As I was heading into Allan Gardens last week for my first visit in something like three decades, I ran into a co-worker. "Oh it's cute in there," he says. "I haven't been since I was in grade school," I tell him. "You'll probably see some of the same plants," he laughed. Indeed. As soon as you enter the conservatory, a massive common screw pine steals the scenery. The tree is one of the oldest plants in the conservatory. The blue sky was no slouch either.
Pink is a sure sign of spring. I'm not big on the colour or cyclamen, but these were pretty impressive. Must remember to always think "mass plantings."
If only I could achieve such a display of tulips in my garden. Obviously squirrels are not a problem in the greenhouse.
These tulips were just a little past their prime but offered a bold jolt of colour nevertheless.
Nothing beats the fragrance of hyacinth. I also happen to like this shade of violet.
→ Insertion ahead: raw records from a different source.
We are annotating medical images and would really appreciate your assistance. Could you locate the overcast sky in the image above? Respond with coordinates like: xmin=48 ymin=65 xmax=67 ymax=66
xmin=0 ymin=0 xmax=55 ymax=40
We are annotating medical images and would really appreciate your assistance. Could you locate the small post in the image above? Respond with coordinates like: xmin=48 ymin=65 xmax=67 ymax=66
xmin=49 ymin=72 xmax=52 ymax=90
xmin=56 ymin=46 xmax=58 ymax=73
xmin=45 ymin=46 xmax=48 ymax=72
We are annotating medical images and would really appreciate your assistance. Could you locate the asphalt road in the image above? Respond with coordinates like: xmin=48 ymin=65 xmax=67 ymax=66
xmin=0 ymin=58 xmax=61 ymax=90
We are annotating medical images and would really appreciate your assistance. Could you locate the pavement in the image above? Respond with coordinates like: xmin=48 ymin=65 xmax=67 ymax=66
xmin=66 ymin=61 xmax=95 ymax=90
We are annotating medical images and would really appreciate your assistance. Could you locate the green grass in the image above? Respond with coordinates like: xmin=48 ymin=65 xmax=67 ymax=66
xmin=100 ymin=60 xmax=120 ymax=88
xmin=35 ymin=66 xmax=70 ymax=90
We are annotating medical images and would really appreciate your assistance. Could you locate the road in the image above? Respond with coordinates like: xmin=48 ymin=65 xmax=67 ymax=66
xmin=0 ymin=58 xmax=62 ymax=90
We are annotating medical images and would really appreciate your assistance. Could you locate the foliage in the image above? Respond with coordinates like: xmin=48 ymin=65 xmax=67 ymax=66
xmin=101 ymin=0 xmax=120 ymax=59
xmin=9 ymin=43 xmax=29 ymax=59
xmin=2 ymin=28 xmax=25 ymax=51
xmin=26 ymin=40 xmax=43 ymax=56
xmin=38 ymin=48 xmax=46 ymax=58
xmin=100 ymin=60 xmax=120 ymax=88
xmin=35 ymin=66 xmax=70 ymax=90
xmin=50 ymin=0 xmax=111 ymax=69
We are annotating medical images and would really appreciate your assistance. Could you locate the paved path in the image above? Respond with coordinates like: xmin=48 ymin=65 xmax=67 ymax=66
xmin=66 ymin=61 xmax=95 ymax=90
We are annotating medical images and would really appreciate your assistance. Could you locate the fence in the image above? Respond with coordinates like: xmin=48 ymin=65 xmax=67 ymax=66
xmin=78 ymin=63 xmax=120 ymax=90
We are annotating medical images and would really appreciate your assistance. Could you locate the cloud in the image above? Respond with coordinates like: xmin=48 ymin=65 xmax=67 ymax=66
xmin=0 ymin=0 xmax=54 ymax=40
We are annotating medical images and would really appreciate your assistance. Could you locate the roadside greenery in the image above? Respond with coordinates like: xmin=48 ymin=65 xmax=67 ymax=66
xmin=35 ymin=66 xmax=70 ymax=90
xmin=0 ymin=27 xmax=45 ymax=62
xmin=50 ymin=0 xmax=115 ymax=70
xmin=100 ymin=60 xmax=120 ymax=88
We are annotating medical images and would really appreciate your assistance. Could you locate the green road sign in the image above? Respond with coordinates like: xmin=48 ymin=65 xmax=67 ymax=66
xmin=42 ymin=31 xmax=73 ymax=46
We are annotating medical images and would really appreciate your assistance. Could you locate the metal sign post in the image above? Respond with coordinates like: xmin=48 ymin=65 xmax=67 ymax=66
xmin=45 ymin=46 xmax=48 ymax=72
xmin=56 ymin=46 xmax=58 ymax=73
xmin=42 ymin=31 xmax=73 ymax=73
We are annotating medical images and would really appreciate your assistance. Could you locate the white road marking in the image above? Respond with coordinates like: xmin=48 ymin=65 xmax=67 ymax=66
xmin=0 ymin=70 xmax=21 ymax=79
This rosemary plant had a lot of fragrance and pale violet blooms to offer. This was easily the biggest, most bloomingest rosemary I have ever seen, standing about hip-high.
Orchids in a hanging basket. The blooms were quite large, about the size of my palm.
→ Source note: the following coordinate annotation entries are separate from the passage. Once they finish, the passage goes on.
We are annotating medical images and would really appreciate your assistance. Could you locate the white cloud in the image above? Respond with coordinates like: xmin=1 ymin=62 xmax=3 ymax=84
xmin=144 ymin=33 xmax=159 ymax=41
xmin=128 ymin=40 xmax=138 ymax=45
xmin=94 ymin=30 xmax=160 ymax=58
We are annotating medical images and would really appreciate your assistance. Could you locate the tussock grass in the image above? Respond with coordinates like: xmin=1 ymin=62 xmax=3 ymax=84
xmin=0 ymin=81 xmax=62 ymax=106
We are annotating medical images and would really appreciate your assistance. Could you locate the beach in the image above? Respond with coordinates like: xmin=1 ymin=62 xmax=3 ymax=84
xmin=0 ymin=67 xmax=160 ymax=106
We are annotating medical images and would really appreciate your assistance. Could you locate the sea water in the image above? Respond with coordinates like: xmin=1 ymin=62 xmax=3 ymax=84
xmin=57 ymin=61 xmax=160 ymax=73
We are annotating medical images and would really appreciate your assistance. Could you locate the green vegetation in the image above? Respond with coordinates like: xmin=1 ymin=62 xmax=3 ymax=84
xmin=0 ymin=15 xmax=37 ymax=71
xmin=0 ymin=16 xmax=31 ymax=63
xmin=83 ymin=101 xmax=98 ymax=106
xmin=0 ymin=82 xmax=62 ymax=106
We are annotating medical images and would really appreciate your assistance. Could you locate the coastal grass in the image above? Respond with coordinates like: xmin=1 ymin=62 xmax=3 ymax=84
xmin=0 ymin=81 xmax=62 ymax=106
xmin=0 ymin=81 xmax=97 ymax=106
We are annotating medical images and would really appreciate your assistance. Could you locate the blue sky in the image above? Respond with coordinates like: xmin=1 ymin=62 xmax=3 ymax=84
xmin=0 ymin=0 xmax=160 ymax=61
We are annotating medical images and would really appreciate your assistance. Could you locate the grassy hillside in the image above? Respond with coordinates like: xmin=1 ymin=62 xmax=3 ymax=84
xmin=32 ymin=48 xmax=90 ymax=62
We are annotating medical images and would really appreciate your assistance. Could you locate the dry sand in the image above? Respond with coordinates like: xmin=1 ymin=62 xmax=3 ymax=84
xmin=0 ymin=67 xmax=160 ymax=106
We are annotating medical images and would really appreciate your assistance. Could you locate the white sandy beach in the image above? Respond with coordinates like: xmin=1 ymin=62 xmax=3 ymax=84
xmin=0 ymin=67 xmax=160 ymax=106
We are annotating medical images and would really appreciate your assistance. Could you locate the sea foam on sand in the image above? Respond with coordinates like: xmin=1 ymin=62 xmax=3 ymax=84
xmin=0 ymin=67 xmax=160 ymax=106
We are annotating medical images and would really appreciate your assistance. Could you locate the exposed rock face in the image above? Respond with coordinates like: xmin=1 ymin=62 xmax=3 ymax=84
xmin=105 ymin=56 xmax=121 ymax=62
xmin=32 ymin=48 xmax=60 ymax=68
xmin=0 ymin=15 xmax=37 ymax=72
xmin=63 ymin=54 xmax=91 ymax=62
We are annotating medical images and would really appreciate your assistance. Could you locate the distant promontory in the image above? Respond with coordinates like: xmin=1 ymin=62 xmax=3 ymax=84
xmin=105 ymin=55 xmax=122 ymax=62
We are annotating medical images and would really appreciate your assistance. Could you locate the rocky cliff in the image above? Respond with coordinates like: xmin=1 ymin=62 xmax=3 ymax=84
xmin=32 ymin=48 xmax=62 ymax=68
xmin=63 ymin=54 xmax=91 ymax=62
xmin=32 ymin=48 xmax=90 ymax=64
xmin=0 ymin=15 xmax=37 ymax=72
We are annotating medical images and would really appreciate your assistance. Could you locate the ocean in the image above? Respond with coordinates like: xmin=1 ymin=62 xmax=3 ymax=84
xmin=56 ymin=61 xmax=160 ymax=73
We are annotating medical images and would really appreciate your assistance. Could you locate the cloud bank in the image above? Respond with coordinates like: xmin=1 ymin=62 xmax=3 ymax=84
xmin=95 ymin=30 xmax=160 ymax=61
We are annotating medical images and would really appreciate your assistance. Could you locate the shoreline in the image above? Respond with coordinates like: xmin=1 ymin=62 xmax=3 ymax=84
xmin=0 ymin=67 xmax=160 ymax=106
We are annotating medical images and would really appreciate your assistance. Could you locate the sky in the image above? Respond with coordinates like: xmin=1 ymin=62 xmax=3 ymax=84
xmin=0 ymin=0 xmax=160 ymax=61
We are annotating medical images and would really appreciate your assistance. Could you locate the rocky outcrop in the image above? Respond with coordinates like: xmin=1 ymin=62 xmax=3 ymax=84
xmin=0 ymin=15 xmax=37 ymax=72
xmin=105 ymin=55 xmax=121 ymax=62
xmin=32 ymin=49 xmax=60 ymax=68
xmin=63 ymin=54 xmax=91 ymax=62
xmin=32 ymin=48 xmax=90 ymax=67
This is a piece of lead statuary from England depicting the Greek myth of Leda and the Swan. Leda, the Queen of Sparta, apparently caught the eye of Zeus. She would bathe in the river Eurotas. In order to get close to her, Zeus transformed himself into a swan. Leda took the bird under her wing and was eventually seduced by the mightiest of gods. Interesting story, peaceful scene.
Coleus has a starring role at the conservatory. It is used throughout to add colour and texture.
My walk through the Allan Gardens conservatory was just what I needed on a bitterly cold February day. I won't wait another three decades before making my next visit.